A contramão de toda América Latina, Brasil teve aumento no número de infecções por HIV
Em nota divulgada no sábado, a Associação Brasileira Interdisciplinar de AIDS aponta a expansão do conservadorismo no país, que tem fortalecido estigmas e preconceitos, como uma das causas do aumento no número de infecções por HIV a contramão do que aconteceu na região: na América Latina houve uma diminuição do 3% de infecções e no Brasil um aumento de 11%.
ABIA responsabiliza perda da ousadia na resposta brasileira pelo aumento de infecções por HIV no país
A Associação Brasileira Interdisciplinar de AIDS (ABIA) credita a expansão do conservadorismo no país como um dos fatores principais que vem causando o aumento de novas infecções no Brasil. Segundo relatório divulgado pelo Programa Conjunto das Nações Unidas sobre o HIV e a AIDS (Unaids, sigla em inglês) houve no país um crescimento de 11% de infecções no período de 2005 a 2013.
A Unaids trouxe visibilidade a algo que as organizações da sociedade civil tem documentado e denunciado há algum tempo. Há pelo menos três anos, a ABIA tem alertado que o fortalecimento das barreiras impostas à participação de organizações civis e das comunidades afetadas na construção de respostas à epidemia resultaria em conseqüências negativas ao Brasil.
As ações do governo brasileiro tem fortalecido estigmas e preconceitos que violam os direitos humanos de grupos e populações afetados pelo HIV e AIDS. O veto à campanha do carnaval em 2012 – em que um vídeo voltado para população gay foi substituído por um material distante da realidade dos jovens, o público-alvo da campanha – foi um dos sinais deste retrocesso no enfrentamento à epidemia.
Outra ação desastrosa ocorreu em junho do ano passado quando a campanha destinada às\aos profissionais do sexo foi vetada por apresentar conteúdo afirmativo contra a discriminação. Tais censuras, associadas à imposição de políticas prontas que violam o respeito às subjetividades individuais e coletivas, retratam a perda da ousadia da resposta brasileira à AIDS.

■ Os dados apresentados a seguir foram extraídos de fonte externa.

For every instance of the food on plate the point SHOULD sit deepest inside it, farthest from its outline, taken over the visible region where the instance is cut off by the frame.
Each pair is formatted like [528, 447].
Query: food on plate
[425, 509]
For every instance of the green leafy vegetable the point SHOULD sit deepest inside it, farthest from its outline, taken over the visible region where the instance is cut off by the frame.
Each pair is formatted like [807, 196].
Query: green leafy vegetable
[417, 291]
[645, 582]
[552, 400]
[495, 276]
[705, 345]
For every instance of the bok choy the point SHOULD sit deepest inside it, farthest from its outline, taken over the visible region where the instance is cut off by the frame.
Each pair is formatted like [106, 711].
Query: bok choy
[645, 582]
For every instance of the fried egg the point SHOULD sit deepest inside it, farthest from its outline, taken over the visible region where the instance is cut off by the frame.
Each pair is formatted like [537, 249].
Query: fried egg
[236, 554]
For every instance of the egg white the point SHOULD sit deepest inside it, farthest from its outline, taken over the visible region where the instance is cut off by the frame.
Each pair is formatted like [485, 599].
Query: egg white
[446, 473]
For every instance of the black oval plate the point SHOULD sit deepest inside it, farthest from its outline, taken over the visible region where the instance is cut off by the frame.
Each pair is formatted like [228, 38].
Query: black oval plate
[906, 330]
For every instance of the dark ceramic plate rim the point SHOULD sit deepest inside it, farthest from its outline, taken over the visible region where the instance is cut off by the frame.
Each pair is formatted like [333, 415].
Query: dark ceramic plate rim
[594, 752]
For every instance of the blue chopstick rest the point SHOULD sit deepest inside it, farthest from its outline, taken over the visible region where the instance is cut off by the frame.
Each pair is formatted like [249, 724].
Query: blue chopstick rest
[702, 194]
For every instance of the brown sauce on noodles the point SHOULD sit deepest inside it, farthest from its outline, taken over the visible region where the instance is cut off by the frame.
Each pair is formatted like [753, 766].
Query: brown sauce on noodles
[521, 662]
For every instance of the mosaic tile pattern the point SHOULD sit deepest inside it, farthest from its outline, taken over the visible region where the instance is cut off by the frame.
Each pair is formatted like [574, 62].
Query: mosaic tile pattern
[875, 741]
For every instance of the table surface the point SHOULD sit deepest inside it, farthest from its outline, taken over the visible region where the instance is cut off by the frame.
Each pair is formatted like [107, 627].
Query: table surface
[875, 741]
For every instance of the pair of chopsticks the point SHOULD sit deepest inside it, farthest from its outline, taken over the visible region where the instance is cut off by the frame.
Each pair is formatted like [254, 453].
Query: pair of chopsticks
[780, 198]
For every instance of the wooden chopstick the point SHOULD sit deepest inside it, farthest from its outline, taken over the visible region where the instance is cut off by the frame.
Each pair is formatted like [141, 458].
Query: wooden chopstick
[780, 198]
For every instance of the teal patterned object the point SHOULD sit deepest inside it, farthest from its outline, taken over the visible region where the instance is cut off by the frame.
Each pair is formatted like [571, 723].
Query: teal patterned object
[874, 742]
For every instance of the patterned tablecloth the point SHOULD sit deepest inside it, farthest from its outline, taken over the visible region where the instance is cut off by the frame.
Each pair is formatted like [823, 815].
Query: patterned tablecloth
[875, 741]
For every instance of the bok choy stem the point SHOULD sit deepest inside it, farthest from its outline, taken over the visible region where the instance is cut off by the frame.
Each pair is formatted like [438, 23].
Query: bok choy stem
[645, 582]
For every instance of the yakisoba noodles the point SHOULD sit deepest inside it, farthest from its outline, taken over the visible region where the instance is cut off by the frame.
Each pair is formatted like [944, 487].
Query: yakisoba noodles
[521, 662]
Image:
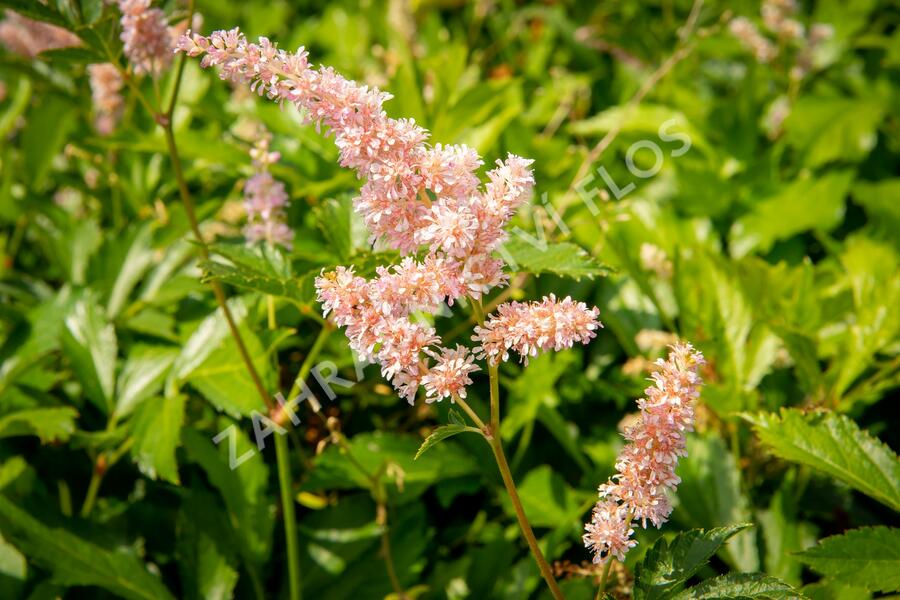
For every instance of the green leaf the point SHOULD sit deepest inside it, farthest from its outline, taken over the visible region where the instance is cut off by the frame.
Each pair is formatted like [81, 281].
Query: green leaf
[835, 445]
[668, 565]
[741, 585]
[867, 557]
[208, 335]
[12, 563]
[37, 11]
[815, 203]
[75, 561]
[76, 55]
[379, 450]
[644, 119]
[710, 496]
[157, 434]
[561, 258]
[250, 279]
[343, 228]
[139, 258]
[206, 553]
[89, 342]
[49, 424]
[549, 501]
[879, 199]
[142, 376]
[440, 434]
[223, 378]
[834, 129]
[49, 122]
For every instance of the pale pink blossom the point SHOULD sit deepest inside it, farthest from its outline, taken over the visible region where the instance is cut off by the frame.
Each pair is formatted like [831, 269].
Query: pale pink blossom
[146, 37]
[450, 374]
[265, 198]
[414, 196]
[646, 466]
[529, 328]
[106, 93]
[609, 531]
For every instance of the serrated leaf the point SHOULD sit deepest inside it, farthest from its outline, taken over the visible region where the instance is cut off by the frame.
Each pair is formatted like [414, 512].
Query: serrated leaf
[36, 10]
[710, 495]
[75, 561]
[812, 203]
[89, 341]
[835, 445]
[76, 55]
[208, 335]
[49, 424]
[250, 279]
[564, 259]
[668, 565]
[251, 512]
[442, 433]
[223, 379]
[157, 434]
[867, 557]
[741, 585]
[142, 376]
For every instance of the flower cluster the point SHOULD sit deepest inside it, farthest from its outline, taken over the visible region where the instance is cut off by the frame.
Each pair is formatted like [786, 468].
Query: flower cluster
[265, 199]
[415, 197]
[146, 36]
[746, 32]
[778, 19]
[106, 92]
[27, 37]
[646, 465]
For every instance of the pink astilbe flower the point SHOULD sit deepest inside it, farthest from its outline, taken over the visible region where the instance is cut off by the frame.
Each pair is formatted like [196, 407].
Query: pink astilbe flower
[646, 465]
[390, 154]
[106, 93]
[265, 199]
[609, 531]
[414, 196]
[528, 328]
[450, 374]
[26, 37]
[146, 37]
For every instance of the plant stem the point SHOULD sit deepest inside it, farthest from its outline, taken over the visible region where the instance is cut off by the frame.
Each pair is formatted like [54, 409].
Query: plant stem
[497, 447]
[388, 557]
[290, 522]
[270, 309]
[281, 448]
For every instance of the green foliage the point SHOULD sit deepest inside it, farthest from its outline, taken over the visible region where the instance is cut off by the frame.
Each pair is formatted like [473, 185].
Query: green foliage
[868, 557]
[835, 445]
[668, 565]
[765, 234]
[442, 433]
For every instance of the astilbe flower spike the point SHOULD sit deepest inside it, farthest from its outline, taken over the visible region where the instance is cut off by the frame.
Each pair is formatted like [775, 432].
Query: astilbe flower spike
[146, 36]
[536, 326]
[265, 199]
[414, 196]
[646, 465]
[27, 37]
[106, 93]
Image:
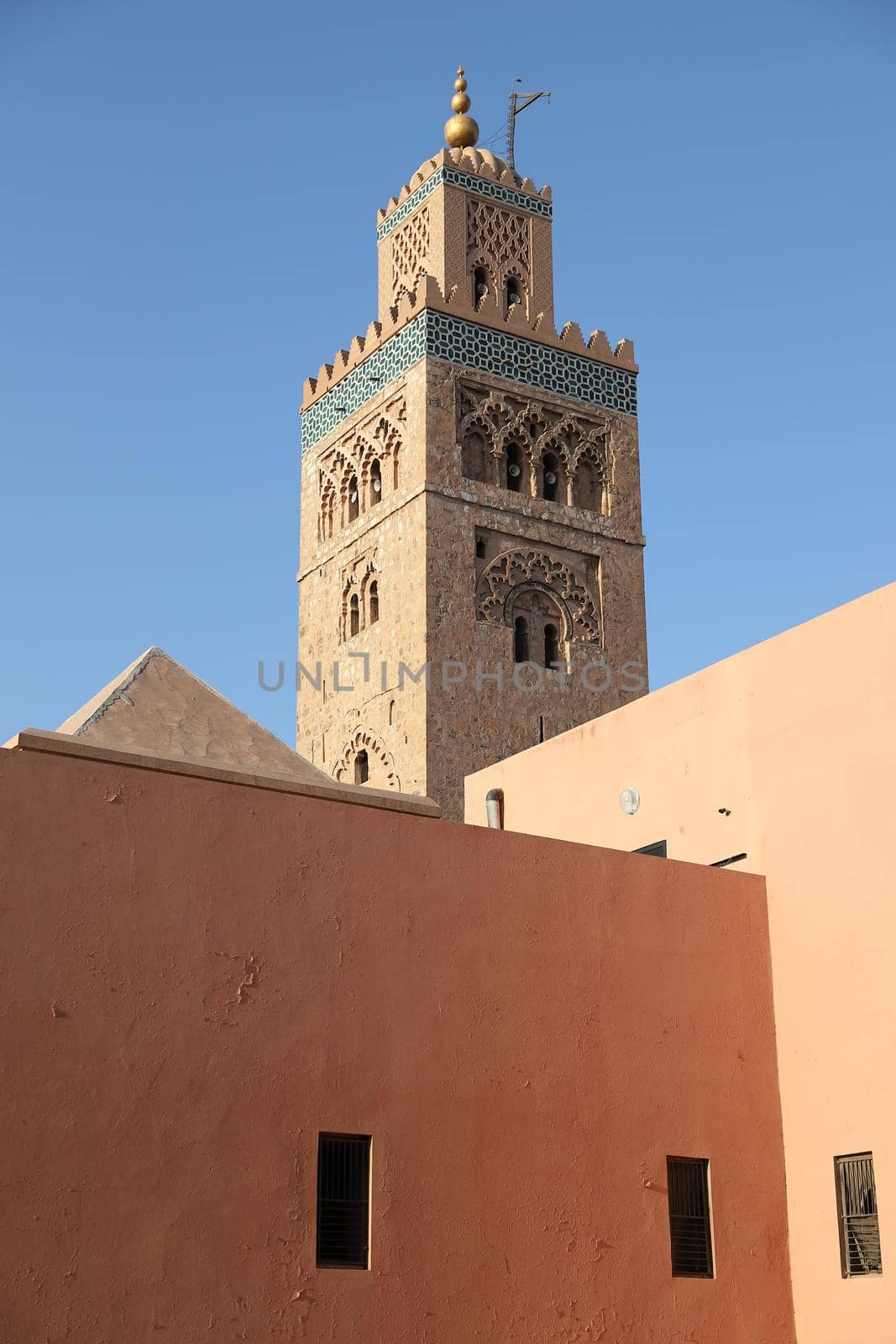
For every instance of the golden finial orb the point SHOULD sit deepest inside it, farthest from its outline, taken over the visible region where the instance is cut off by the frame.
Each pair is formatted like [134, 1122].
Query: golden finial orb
[461, 131]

É inadmissível que um país, outrora reconhecido como uma experiência de ponta no combate à AIDS no mundo, esteja na contramão da tendência global de queda de mortes e infecção pela doença.
Alertamos que nenhuma política será eficaz se não confrontar o preconceito, a estigmatização e a discriminação. Esses fatores dificultam o acesso à prevenção e ao tratamento, geram medo, desconfiança e produzem mortes causadas pela doença.
Insistimos que uma política de AIDS deve estar baseada nos princípios dos direitos humanos e considerar as especificidades das populações mais afetadas, com destaque para os jovens e gays. Reforçamos ser imprescindível para as populações em situação de vulnerabilidade o acesso igualitário à atenção básica do SUS e aos medicamentos.
As estimativas da Unaids – que preveem o controle da epidemia no mundo até 2030 – podem renovar as esperanças internacionais. Mas lembramos que só serão alcançadas se os governos, sobretudo onde as taxas de infecção estão crescentes, forem capazes de adotar pelo menos duas medidas emergenciais: 1) estancar a onda conservadora na construção de respostas à AIDS e 2) implementar ou retomar a agenda de discussão ampliada entre gestores, pesquisadores e sociedade civil.
Por fim, alertamos que este dever de casa deve começar imediatamente.